By | machinelearning, TensorFlow

With all the buzz around Machine Learning as of late, it’s no surprise that companies are starting to experiment with their own ML models, and a lot of them are choosing TensorFlow. Because TensorFlow is open source, you can run it locally to quickly create prototypes and deploy fail-fast experiments that help you get your proof-of-concept working at a small scale. Then, when you’re ready, you can take TensorFlow, your data, and the same code and push it up into Google Cloud to take advantage of multiple CPUs, GPUs or soon even some TPUs.

When you get to the point where you’re ready to take your ML work to the next level, you will have to make some choices about how to set up your infrastructure. In general, many of these choices will impact how much time you spend on operational engineering work versus ML engineering work. To help, we’ve published a pair of solution tutorials to show you how you can create and run a distributed TensorFlow cluster on Google Compute Engine and run the same code to train the same model on Google Cloud Machine Learning Engine. The solutions use MNIST as the model, which isn’t necessarily the most exciting example to work with, but does allow us to emphasize the engineering aspects of the solutions.

We’ve already talked about the open-source nature of TensorFlow, allowing you to run it on your laptop, on a server in your private data center, or even a Raspberry PI. TensorFlow can also run in a distributed cluster, allowing you divide your training workloads across multiple machines, which can save you a significant amount of time waiting for results.
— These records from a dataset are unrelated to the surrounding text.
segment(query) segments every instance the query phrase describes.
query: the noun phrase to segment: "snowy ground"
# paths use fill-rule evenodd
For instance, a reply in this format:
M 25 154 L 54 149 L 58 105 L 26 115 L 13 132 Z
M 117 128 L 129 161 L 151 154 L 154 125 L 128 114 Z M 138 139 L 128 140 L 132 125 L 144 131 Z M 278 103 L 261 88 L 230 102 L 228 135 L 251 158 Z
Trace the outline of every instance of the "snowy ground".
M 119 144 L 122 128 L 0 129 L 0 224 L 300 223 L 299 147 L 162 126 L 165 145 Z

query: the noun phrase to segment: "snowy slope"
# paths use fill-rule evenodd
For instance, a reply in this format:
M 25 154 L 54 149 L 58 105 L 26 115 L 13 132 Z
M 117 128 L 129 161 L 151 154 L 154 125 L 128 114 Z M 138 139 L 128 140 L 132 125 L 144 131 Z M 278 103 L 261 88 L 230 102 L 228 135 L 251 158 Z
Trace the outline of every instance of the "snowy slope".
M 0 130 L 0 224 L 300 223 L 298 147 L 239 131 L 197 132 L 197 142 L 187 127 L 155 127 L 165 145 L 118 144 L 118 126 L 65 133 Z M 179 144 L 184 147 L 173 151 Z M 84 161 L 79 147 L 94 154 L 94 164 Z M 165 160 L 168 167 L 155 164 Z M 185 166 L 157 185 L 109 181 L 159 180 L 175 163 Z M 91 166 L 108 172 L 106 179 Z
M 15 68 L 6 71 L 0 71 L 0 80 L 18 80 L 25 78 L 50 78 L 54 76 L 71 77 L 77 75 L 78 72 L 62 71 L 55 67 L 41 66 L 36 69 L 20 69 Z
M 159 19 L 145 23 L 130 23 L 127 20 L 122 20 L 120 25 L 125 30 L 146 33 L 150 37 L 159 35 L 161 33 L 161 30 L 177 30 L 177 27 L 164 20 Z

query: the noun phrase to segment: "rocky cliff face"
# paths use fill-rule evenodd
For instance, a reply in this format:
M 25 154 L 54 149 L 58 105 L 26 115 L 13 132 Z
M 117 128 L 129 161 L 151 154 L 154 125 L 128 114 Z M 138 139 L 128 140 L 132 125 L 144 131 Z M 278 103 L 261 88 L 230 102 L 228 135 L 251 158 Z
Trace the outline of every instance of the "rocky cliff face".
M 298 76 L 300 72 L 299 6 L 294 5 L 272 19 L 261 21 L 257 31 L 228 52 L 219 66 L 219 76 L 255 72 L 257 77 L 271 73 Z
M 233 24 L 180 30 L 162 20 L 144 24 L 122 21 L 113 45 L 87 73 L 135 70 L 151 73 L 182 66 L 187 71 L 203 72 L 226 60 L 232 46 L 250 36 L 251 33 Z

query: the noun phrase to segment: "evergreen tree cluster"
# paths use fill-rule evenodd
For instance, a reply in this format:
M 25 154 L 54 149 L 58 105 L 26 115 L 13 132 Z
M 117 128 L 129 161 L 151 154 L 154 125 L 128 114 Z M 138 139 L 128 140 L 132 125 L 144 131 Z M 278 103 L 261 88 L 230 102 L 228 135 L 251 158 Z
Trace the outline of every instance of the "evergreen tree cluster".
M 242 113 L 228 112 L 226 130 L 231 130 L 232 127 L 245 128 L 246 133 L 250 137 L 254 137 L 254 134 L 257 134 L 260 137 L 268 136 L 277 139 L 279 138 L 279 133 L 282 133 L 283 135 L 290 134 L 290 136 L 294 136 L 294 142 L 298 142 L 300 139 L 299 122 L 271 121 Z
The first solution shows you how to set up a group of Compute Engine instances running TensorFlow, as in Figure 1, by creating a reusable custom image, and executing an initiation script with Cloud Shell. There are quite a few steps involved in creating the environment and getting it to function properly. Even though they aren’t complex steps, they are operational engineering steps, and will take time away from your actual ML development.

Figure 1. A distributed TensorFlow cluster on Google Compute Engine.
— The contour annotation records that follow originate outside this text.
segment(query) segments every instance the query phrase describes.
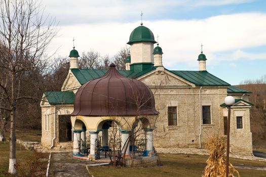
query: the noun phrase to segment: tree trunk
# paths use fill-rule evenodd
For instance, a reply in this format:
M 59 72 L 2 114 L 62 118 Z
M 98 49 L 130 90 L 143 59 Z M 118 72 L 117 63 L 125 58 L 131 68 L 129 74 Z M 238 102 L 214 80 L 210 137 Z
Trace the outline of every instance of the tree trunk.
M 10 116 L 10 134 L 9 135 L 9 168 L 8 172 L 16 174 L 16 99 L 15 97 L 15 73 L 12 73 L 12 112 Z

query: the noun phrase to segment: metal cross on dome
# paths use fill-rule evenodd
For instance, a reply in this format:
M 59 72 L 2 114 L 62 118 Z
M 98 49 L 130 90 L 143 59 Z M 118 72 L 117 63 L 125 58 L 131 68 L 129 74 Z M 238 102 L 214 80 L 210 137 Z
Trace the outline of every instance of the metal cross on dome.
M 141 16 L 141 23 L 140 23 L 140 25 L 142 25 L 143 24 L 143 23 L 142 23 L 142 16 L 143 15 L 143 13 L 142 13 L 142 11 L 141 11 L 141 14 L 140 14 L 140 16 Z

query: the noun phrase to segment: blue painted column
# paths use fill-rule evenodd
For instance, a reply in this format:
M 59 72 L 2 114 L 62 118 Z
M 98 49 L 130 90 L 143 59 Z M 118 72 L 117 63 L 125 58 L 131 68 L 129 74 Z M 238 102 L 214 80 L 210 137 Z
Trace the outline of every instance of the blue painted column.
M 145 139 L 146 139 L 146 150 L 144 152 L 145 156 L 154 156 L 154 136 L 153 128 L 145 128 Z
M 81 152 L 83 156 L 87 154 L 86 130 L 83 129 L 81 132 Z
M 82 130 L 73 130 L 73 155 L 80 156 L 81 132 Z
M 95 159 L 95 140 L 98 139 L 99 131 L 90 131 L 91 134 L 91 149 L 89 157 L 92 159 Z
The second solution uses the same code with Cloud ML Engine, and with one command you’ll automatically provision the compute resources needed to train your model. This solution also delves into some of the general details of neural networks and distributed training. It also gives you a chance to try out TensorBoard to visualize your training and resulting model as seen in Figure 2. The time you save provisioning compute resources can be spent analyzing your ML work more deeply.

Figure 2. Visualizing the training result with TensorBoard.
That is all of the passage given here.